GERD is a chronic infection and lasts a life-time once it starts. If there is an injury to the wall lining of the esophagus, this too is considered a chronic condition and once it heals after treatment, the initial injury may return in a majority of cases within a few months. This means that treatment is indefinite once it starts.
Symptoms of Gastroesophageal Reflux Disease
Symptoms of the condition vary from children to adults, with some of them being more common than others. Symptoms in adults may include:
- Pain with swallowing
- Trouble when swallowing
- Chest pain
- Increased salivation
Severe cases may end up causing injuries There are a number of injuries including:
- Reflux esophagitis, which is death of the epithelium lining of the esophagus, a condition that may bring about ulcers at the junction of the esophagus and the stomach.

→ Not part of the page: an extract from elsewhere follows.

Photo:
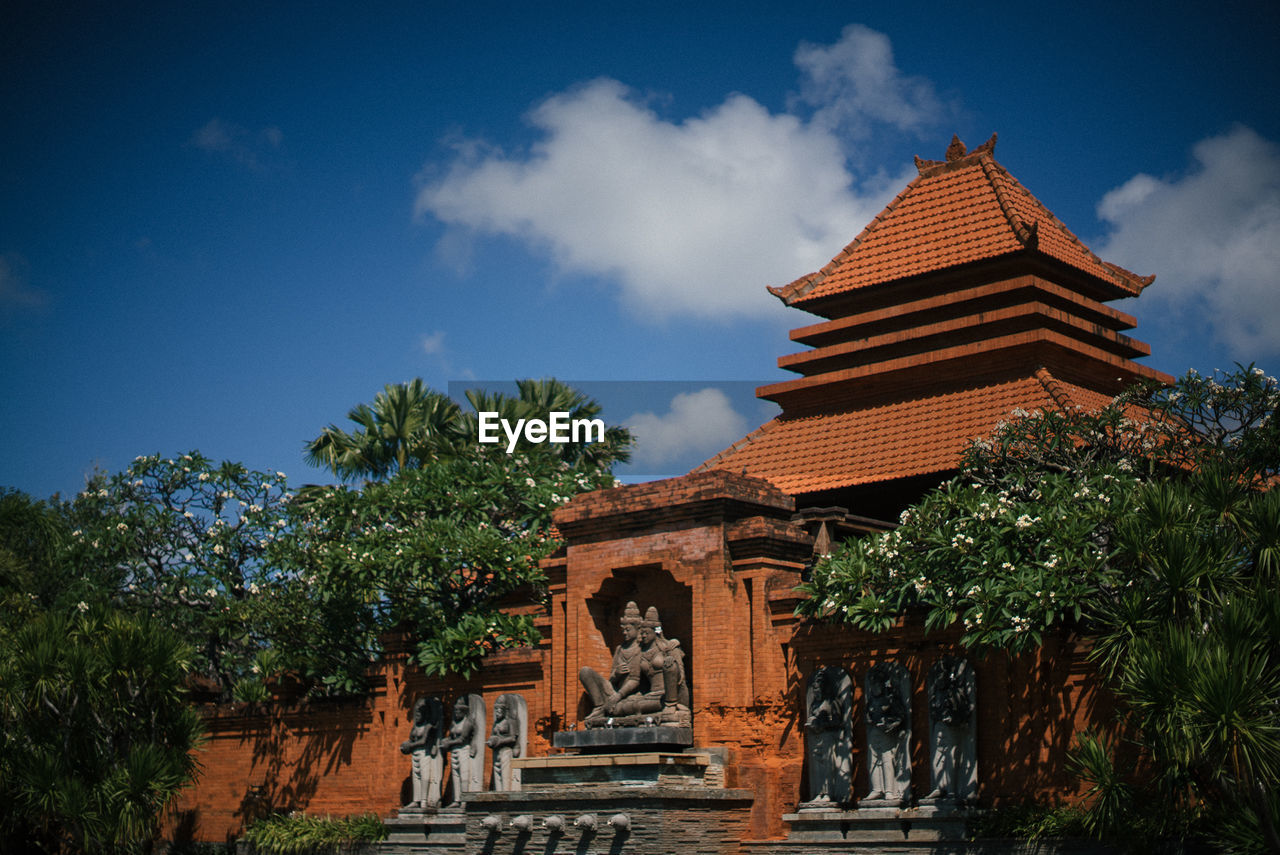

- Esophageal strictures, which is a continuous narrowing of the esophagus brought about by reflux-based inflammation.
- Esophageal adenocarcinoma, which is a rare cancer that may affect the esophagus
Other symptoms occur and are generally present when there is a case injury. These include:
- Chronic cough
- Dentine hypersensitivity
- Erosion of dental enamel
GERD may be difficult to detect in children. Studies have shown that symptoms are more or less the same as those of adults. Other unique symptoms may include:
- Repeated vomiting
- Spitting up effortlessly
- Refusing food
- Inconsolable crying
- Bad breath
Treatment of Gastroesophageal Reflux Disease
It is advisable to visit a health care provider once symptoms of GERD start showing. A patient may be referred to a gastroenterologist, one who strictly specializes on stomach and intestinal diseases. Treatment may include measures including
- Changing lifestyles life:
- Stop smoking
- Lose weight if needed
- Wear loose-fitting clothes
- Eat small means frequently
- Avoid lying down after a meal
- Elevate the head section of your bed for an incline in favor of the head.
Medication may be recommended depending on the particular case.